Fact 2: There is a filtration for $f$, i.e. a family of manifolds $\{M_{j}\}_{0\leq j\leq N}$ of $0$ codimension such that:
- $M=M_N\supset M_{N-1}\supset M_{N-2}\supset\cdots \supset M_{0}=\varnothing$
- $f(M_i)\subset int(M_i)$
- $\Lambda_j\subset int(M_i\setminus M_{i-1})$ and $\Lambda_j=\bigcap_{n\in\mathbb{Z}}f^{n}(M_i\setminus M_{i-1}).$
So given this filtration and using the fact 1, isolating neighborhoods $U_{i}= M_{j}\setminus M_{j-1}$, and a neighborhood of $f$, $\mathcal{N}$ s.t for $g\in \mathcal{N}$ we have:
- Each of the $U_{i}=M_{j}\setminus M_{j-1}$ is a isolating neighborhood for $\Lambda_{j}^{g}:=\bigcap_{n\in\mathbb{Z}}g^{n}(M_i\setminus M_{i-1})$
- There is $h_{j}:\Lambda_{j}^{f}\to \Lambda_{j}^{g}$ that is a conjugacy
- $g(M_{j})\subset int(M_{j})$
So we define $h:\bigcup_{j=1}^{N}\Lambda_{j}^{f}\to \bigcup_{j=1}^{N}\Lambda_{j}^{g}$, by $h|\Lambda_{j}^f=h_j$. This gives a conjugacy on these sets.

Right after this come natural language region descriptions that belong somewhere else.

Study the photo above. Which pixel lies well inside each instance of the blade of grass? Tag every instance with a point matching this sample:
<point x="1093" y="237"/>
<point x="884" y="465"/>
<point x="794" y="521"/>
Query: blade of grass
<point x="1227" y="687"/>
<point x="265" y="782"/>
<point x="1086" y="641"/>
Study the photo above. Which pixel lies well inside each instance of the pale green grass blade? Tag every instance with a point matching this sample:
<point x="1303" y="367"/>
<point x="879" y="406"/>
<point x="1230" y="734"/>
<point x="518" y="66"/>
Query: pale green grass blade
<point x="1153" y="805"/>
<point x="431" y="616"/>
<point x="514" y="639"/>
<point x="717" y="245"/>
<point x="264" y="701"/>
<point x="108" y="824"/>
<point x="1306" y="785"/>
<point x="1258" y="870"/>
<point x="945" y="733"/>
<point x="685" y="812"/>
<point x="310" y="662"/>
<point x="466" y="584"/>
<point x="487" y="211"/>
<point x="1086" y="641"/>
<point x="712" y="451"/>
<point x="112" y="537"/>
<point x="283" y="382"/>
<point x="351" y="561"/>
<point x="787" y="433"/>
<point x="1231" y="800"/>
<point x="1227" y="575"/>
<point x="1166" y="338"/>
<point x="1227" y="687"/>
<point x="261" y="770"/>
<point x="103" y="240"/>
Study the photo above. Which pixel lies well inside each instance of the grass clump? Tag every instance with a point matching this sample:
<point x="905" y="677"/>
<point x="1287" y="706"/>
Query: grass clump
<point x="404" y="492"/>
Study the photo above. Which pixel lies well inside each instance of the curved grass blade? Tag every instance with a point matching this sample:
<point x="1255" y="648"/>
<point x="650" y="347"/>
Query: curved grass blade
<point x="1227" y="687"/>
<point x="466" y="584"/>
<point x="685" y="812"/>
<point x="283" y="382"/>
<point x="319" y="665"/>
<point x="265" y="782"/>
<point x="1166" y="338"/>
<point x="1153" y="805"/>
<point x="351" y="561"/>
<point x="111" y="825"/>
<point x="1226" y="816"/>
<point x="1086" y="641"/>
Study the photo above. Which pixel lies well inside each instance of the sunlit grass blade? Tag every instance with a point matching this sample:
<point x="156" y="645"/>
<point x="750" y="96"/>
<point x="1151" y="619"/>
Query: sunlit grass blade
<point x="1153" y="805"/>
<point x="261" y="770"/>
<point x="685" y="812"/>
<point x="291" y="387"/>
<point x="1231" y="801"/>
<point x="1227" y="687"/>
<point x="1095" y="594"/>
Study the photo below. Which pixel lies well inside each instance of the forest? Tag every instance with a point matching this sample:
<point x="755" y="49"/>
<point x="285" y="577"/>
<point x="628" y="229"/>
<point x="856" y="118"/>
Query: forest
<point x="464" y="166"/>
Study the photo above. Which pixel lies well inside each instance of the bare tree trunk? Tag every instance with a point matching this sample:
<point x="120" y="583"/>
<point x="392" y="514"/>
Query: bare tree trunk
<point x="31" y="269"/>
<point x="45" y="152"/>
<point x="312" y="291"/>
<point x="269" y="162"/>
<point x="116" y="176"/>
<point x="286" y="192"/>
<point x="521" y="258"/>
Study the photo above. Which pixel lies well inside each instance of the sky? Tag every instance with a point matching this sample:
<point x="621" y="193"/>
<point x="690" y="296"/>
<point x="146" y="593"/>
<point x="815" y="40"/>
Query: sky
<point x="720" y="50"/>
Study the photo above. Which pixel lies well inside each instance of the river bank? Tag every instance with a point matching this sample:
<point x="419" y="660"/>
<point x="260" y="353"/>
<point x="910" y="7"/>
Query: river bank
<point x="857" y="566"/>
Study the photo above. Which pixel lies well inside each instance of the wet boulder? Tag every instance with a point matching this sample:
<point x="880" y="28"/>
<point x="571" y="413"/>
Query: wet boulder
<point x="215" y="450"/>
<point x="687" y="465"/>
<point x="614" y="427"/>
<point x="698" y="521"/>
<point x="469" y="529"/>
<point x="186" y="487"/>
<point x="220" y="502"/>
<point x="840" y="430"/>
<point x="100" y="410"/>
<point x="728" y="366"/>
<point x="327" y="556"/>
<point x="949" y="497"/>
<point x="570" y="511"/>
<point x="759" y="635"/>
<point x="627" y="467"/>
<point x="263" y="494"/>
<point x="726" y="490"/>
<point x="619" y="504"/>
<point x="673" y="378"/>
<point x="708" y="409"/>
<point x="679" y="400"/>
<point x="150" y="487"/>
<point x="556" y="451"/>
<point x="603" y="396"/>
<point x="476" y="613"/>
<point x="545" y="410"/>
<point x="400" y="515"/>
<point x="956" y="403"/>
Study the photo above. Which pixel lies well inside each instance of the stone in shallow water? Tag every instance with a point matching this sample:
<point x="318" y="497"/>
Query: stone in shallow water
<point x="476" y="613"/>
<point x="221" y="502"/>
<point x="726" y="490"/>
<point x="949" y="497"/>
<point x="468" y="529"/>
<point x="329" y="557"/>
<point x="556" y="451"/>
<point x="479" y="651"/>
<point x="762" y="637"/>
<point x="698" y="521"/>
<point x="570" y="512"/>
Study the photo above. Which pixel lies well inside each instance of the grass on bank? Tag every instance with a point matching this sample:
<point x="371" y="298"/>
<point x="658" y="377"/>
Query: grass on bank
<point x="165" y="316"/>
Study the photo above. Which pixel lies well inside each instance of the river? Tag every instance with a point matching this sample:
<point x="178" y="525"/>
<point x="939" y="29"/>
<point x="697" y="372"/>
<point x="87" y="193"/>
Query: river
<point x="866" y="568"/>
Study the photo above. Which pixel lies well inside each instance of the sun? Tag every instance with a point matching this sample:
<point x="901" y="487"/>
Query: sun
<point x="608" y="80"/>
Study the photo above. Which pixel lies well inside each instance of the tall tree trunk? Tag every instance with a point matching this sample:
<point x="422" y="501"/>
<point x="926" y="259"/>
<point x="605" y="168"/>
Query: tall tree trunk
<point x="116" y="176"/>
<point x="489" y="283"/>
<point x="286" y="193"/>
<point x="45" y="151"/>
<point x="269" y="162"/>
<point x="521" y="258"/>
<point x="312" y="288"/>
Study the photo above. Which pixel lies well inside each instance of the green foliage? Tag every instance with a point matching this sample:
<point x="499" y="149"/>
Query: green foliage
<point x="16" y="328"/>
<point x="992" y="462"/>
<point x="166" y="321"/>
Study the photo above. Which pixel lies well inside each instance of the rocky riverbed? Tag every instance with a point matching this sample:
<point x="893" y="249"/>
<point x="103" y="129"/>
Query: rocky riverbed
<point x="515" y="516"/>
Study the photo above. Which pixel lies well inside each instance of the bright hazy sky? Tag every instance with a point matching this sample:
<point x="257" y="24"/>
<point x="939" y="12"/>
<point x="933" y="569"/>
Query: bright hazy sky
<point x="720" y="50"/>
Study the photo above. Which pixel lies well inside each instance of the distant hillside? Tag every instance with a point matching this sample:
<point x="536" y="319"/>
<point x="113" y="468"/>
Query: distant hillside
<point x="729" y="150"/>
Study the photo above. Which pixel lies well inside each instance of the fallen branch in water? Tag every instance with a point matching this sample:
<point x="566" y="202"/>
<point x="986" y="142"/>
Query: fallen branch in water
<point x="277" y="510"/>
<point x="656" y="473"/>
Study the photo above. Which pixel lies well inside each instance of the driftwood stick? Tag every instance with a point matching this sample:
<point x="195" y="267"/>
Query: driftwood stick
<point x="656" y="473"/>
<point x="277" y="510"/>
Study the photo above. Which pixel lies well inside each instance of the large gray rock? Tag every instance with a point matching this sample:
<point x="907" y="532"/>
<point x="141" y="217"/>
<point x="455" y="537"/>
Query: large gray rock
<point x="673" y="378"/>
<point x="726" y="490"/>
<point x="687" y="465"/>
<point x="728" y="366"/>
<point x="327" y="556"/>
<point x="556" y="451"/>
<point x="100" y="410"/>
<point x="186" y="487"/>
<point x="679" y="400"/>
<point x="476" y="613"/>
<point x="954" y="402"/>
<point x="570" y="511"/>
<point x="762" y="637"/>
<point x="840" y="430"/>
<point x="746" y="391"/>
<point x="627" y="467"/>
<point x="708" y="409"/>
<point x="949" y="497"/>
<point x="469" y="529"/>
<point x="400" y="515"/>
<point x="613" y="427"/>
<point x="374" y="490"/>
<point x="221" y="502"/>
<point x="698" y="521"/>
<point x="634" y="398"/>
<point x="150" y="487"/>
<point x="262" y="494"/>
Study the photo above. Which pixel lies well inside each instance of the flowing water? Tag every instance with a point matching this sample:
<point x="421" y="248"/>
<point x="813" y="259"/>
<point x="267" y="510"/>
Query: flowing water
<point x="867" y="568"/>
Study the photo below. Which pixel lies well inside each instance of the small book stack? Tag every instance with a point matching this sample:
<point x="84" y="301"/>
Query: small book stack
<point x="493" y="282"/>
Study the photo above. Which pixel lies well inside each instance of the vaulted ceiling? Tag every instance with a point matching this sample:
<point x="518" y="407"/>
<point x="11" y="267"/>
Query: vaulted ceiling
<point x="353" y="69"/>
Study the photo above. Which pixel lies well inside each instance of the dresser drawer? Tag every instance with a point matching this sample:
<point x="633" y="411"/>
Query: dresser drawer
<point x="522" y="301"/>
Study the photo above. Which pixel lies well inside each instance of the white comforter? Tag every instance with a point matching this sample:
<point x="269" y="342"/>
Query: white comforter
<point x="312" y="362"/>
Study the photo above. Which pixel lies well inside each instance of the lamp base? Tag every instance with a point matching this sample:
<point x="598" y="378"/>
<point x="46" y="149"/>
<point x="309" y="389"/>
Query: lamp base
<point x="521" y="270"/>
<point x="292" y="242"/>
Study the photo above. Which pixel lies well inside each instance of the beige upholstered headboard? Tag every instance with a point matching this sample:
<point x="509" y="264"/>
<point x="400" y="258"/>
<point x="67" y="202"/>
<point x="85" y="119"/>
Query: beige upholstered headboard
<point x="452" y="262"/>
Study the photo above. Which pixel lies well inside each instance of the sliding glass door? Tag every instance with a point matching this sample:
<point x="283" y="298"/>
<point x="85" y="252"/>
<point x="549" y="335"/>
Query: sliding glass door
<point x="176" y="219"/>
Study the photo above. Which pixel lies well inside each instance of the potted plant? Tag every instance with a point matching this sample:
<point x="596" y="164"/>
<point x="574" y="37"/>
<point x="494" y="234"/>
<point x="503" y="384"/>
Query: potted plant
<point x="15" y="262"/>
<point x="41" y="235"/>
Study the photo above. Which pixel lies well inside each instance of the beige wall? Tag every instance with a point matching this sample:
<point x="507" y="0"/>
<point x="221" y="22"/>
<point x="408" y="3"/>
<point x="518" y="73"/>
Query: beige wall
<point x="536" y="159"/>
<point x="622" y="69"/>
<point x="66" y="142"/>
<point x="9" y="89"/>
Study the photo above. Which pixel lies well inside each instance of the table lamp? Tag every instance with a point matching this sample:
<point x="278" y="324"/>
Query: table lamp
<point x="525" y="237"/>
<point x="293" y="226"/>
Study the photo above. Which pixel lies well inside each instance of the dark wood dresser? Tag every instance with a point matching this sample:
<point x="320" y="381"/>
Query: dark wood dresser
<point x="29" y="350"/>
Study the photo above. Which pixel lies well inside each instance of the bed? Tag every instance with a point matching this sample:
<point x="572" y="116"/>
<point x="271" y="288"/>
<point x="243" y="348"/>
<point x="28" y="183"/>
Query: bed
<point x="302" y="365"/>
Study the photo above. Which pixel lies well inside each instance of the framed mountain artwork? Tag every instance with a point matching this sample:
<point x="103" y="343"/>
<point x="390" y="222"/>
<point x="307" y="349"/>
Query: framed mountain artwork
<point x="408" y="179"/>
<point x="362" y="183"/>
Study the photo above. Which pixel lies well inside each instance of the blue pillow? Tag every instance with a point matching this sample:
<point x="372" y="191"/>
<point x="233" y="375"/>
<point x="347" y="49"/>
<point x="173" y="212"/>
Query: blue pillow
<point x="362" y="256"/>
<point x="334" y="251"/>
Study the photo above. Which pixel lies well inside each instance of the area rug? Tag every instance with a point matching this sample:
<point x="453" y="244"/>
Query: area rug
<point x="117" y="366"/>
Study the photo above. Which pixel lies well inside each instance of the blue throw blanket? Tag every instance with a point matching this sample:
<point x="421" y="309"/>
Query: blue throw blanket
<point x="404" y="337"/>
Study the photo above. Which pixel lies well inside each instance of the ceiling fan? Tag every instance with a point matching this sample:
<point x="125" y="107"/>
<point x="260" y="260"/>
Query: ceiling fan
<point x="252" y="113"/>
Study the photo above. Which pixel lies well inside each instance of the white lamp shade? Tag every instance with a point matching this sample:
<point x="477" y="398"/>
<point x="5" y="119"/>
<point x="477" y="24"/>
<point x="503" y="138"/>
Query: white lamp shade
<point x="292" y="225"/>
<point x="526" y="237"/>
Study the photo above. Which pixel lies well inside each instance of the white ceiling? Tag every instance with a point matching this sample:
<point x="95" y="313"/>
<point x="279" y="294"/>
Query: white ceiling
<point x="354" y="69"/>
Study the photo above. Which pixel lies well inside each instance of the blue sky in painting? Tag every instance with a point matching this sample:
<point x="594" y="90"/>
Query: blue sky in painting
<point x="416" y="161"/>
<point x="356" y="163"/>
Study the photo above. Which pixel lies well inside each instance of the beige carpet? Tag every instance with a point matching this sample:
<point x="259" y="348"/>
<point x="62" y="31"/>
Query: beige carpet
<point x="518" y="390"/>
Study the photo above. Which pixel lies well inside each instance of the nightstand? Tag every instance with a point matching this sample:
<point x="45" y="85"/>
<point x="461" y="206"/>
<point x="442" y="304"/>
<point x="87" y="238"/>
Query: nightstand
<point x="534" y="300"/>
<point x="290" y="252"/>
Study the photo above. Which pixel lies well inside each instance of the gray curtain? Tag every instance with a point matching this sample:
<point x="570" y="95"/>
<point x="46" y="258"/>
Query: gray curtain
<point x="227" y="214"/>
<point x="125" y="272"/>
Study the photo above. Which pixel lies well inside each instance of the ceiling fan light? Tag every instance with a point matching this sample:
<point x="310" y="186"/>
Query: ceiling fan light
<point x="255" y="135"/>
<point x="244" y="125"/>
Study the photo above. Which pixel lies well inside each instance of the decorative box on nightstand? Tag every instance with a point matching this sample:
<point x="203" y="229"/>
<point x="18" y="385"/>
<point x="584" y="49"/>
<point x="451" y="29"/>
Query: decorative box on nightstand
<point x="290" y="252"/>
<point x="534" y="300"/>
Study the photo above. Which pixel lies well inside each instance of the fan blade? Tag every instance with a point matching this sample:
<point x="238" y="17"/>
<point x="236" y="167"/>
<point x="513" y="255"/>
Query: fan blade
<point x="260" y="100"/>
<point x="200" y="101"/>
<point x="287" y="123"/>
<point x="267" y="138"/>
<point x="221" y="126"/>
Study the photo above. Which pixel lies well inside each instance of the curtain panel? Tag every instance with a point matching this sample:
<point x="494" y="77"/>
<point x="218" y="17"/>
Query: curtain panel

Fact3: $\mathcal{R}(g)=\bigcup_{j=1}^{N}\Lambda_{j}^{g}$
This is a simple exercise using the Conley Theorem: Conley Theorem (or fundamental theorem of dynamical systems)
My question: In order to demonstrate the fact 2, Robinson uses the following argument. There is only a finite number of classes by recurrence chains that currently match the basic sets of $f$ (this follows from the Spectral theorem): see Relationship between basic sets and attractors. It follows from the no cycle property that each pairs $\Lambda_{j}$ and $\Lambda_{k}$ can be put in different attracting-repelling pairs so the Liapunov function $L:M\to \mathbb{R}$ has different values on each of the $\Lambda_j$. So $L$ can be modified so that $L(\Lambda_j)=j$. Using this modified function, we define $$ M_j=L^{-1}(-\infty,j+\frac{1}{2}] $$ So my questions is how to modify the Liapunov function $L$ in order to have the above properties?